2 Madame Vissa a en effet lu « Réussir le placement familial » [2], à travers lequel elle a senti l’empathie de l’auteur pour ces fantassins de terrain que sont les assistantes familiales.
3 Peu d’entre elles prennent la parole, la peur au ventre. Elle a accepté de se livrer au Journal du droit des jeunes, on l’écoute et on est tout ouïe.
Les dysfonctionnements
4 Elle sait de quoi elle parle quant au refus face au forcing pour prendre un enfant à tout prix, soit « parce que l’on a eu trop de cas lourd, mais aussi parce que les profils ne sont pas articulables ». Elle a en effet été licenciée par un département autour de cette position « je dois les protéger, par définition. Par exemple, j’accueille en ce moment un mineur très insécurisé. S’il est en présence d’un autre en trop grande souffrance, assortie de comportements qui en découlent, ses angoisses sont accrues » explique-t-elle.
5 Elle a du métier comme on dit et à ce titre argumente. Mais parfois en vain. Ainsi, a-t-elle remarqué pour un jeune accueilli que l’accroissement des visites médiatisées le déstabilise. Trop et trop tôt. D’ailleurs l’administration a fini par faire marche arrière. « Mais on ne m’a pas demandé mon avis pourtant c’est moi qui observe le gosse au quotidien. Le pire c’est la réponse du service placeur qui annule mes remarques en adoptant une formule éducative classique à savoir que ce n’est pas le mineur qui décide ».
6 Autre sujet sensible : les sorties d’accueil. Cohabitent en effet deux tendances contradictoires. La première concerne les retraits intempestifs pour cause de sévices sexuels (lesquels dans une grande majorité des cas s’avèrent infondés). La seconde est relative à la maltraitance psychologique, voire matérielle qui peut durer longtemps sur fond de pénurie d’accueil « si on peut les laisser casés, tant mieux » déplore-t-elle.

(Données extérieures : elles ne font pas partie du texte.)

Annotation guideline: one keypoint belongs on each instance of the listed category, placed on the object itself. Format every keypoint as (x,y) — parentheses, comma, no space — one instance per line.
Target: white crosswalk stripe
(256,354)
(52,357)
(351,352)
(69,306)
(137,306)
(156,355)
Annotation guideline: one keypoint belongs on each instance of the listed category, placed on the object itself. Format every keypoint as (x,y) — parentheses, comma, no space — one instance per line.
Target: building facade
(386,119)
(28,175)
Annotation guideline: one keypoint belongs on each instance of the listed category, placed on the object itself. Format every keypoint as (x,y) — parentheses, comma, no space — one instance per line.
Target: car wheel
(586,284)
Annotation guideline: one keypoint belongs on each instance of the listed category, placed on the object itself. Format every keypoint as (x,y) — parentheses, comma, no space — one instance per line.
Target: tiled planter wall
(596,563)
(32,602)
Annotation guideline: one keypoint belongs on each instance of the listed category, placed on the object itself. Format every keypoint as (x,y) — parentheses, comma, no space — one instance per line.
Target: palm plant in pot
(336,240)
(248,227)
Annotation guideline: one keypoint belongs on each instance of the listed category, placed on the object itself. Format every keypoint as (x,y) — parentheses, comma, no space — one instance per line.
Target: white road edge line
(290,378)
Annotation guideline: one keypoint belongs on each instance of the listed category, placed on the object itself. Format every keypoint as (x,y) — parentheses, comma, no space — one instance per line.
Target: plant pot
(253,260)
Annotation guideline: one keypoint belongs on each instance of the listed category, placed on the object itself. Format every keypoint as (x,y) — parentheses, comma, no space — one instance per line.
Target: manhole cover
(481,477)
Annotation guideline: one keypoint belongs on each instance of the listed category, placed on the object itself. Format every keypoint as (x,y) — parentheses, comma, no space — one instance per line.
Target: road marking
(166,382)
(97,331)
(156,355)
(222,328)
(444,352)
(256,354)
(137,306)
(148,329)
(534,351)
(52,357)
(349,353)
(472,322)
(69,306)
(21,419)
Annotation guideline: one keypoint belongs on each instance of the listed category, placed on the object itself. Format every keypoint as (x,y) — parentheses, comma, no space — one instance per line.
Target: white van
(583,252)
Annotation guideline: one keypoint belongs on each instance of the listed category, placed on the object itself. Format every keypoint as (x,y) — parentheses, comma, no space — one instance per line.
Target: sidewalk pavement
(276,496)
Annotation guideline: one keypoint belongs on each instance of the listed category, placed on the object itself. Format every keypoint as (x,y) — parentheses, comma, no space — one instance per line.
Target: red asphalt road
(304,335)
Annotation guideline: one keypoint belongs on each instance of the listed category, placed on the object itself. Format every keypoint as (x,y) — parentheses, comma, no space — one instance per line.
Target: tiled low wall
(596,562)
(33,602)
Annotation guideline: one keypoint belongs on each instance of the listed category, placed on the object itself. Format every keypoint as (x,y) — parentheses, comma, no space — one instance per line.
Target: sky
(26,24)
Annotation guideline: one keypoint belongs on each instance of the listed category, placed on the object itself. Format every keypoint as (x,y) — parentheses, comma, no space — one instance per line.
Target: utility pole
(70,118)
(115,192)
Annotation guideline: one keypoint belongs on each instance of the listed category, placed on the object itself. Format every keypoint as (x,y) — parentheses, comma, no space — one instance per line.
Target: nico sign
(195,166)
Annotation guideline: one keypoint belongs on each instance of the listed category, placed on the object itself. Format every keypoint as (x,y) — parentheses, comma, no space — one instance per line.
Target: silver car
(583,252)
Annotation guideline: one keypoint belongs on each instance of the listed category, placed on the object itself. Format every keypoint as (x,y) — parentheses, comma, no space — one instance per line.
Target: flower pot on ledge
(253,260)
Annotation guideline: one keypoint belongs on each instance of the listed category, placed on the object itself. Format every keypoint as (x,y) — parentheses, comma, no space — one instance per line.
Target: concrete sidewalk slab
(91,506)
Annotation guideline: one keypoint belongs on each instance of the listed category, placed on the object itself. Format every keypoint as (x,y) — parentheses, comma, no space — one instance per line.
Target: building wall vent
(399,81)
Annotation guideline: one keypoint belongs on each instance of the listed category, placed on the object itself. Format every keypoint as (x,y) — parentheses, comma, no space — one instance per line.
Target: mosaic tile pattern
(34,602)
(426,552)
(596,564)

7 C’est à l’occasion d’un accueil relais effectué par notre interlocutrice que deux sorties d’accueil ont été réalisées. « Les mômes ont parlé, et l’ASE avait des doutes, mais il y a eu un manque de courage de sa part » me semble-t-il.

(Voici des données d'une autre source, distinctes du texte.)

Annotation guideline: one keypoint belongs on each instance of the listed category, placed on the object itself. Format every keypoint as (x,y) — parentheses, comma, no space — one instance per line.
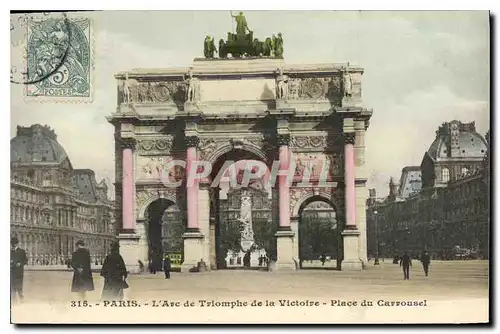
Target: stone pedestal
(285,250)
(351,260)
(193,250)
(130,251)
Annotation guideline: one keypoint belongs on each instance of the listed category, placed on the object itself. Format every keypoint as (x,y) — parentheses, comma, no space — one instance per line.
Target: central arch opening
(243,215)
(166,224)
(320,237)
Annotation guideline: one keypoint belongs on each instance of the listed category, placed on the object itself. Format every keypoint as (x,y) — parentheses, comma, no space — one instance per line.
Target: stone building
(450,212)
(54,205)
(220,110)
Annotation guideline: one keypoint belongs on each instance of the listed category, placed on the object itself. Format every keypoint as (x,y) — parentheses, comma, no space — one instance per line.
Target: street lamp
(376,263)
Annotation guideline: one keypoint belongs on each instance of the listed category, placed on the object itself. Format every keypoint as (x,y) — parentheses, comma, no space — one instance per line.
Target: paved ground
(454,291)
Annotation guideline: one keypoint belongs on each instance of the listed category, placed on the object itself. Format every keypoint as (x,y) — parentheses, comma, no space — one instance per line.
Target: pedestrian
(18,260)
(82,272)
(167,267)
(426,261)
(405,262)
(114,272)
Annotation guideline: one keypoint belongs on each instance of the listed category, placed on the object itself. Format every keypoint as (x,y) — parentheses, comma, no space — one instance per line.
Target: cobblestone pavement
(453,284)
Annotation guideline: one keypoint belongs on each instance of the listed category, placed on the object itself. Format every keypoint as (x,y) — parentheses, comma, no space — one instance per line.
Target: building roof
(410,182)
(457,140)
(36,144)
(85,183)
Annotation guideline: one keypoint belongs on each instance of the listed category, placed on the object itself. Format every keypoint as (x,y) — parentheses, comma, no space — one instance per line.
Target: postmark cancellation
(59,59)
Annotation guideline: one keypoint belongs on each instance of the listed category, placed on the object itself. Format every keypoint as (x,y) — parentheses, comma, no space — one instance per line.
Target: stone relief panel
(155,146)
(153,169)
(208,146)
(325,142)
(157,91)
(329,88)
(320,165)
(336,195)
(145,196)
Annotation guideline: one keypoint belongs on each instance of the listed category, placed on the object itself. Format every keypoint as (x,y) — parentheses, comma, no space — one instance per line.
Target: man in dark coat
(114,272)
(167,266)
(82,276)
(18,260)
(426,261)
(405,262)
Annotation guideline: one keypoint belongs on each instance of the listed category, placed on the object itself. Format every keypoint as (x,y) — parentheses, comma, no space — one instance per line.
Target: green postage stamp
(59,58)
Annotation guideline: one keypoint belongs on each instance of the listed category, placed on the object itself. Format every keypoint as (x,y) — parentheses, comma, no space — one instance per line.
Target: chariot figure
(282,85)
(126,90)
(278,46)
(241,24)
(347,81)
(209,47)
(193,87)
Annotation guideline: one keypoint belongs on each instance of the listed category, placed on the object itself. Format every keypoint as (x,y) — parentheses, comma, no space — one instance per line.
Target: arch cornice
(221,148)
(144,197)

8 Pourtant, sur le principe, les relais constituent des outils intéressants (vacances de l’assistante familiale, crise relationnelle). Mais ils ne sont pas faits pour détecter de la maltraitance dont une collègue est l’auteur : « On ne nous explique pas le contexte créateur de doutes, ce qui rend après les relations compliquées avec nos homologues » commente-t-elle. « Quelle équipe ? » interroge-t-elle, acerbe à l’évocation de ce concept.
9 « Je vois le référent deux fois par an et nous avons une réunion au même rythme… pour préparer les audiences. Le reste du temps je peux faire appel au psychologue… si besoin est ! ».
Des propositions
10 Des réunions, elles les souhaiteraient mensuelles. Pour lutter contre la parcellisation.
11 « À l’émergence d’un problème, l’éducateur rencontre l’école, la psychologue de cet institution me téléphone, mais on ne met pas les matériaux dont disposent les uns et les autres en commun dans un objectif d’élaboration » regrette-t-elle.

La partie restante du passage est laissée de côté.